Court Opinion

ID: 9783183
Source: CourtListenerOpinion
Date Created: 2023-08-30 19:41:44.210498+00
Date Added: 2024-06-11T07:35:20.796471
License: Public Domain

WALLER, Chief Justice,
Concurring in Part and in Result:
¶ 14. For the following reasons, I respectfully concur in part and in result with the majority opinion.
¶ 15. First of all, the trial court had no jurisdiction to adjudicate Crawford Logging’s motion for summary judgment, because the underlying complaint was amended and filed after the case already had been dismissed with prejudice.
¶ 16. And to the extent, if any,9 that the plaintiffs’ amended complaint could be treated as an original action against only Crawford, the plaintiffs have no viable claim against it. As the majority aptly points out, if Thomas and H.T. Trucking were an “employee” of Crawford Logging, then the settlement agreement released Crawford from liability, under J & J Timber Co. v. Broome, 932 So.2d 1, 6-7 (Miss. 2006). And if Thomas was not an employee of Crawford — but an independent contractor, as Crawford argues — then Crawford still could have been released by the settlement contract if Crawford was in “privity of interest” with Thomas, whatever that means. And finally, to the extent that Thomas was an independent contractor for Crawford, but was not in “privity of interest” therewith, Crawford was not released by the contract, but Thomas’s independent-contractor status defeated re-spondeat superior and vicarious liability, anyway.
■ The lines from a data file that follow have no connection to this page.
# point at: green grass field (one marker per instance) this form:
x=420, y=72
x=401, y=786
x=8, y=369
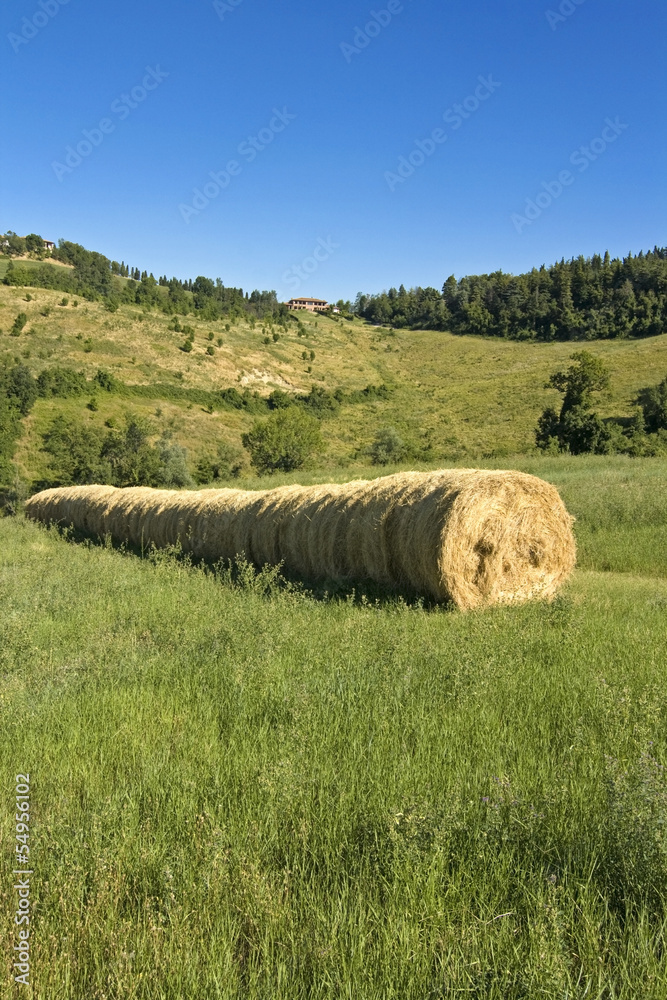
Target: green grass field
x=240, y=790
See Chisolm v. Miss. Dep’t of Transp., 942 So.2d 136, 141 (Miss.2006) (as a general rule, an independent contractor’s principal is not vicariously liable for torts committed by the independent contractor); McLemore v. Miss. Transp. Comm’n, 992 So.2d 1107, 1113 n. 4 (Miss.2008) (Waller, P.J., dissenting) (citing Chisolm, 942 So.2d at 141).
*692¶ 17. No matter which way you slice it, the plaintiffs have no viable claim against Crawford, and the trial court erred by denying Crawford’s summary-judgment motion. Therefore, I concur in the result reached by the majority.
DICKINSON, RANDOLPH AND LAMAR, JJ., JOIN THIS OPINION.

. See Wilner v. White, 929 So.2d 315, 320 (Miss.2006) (reaffirming long-standing princi-pie of law in Mississippi prohibiting a party from splitting cause of action into two different actions) (citing Kimball v. Louisville and Nat'l R.R. Co., 94 Miss. 396, 48 So. 230 (1909); Harrison v. Chandler-Sampson Ins., Inc., 891 So.2d 224, 234 (Miss.2005); Alexander v. Elzie, 621 So.2d 909, 910 (Miss.1992)).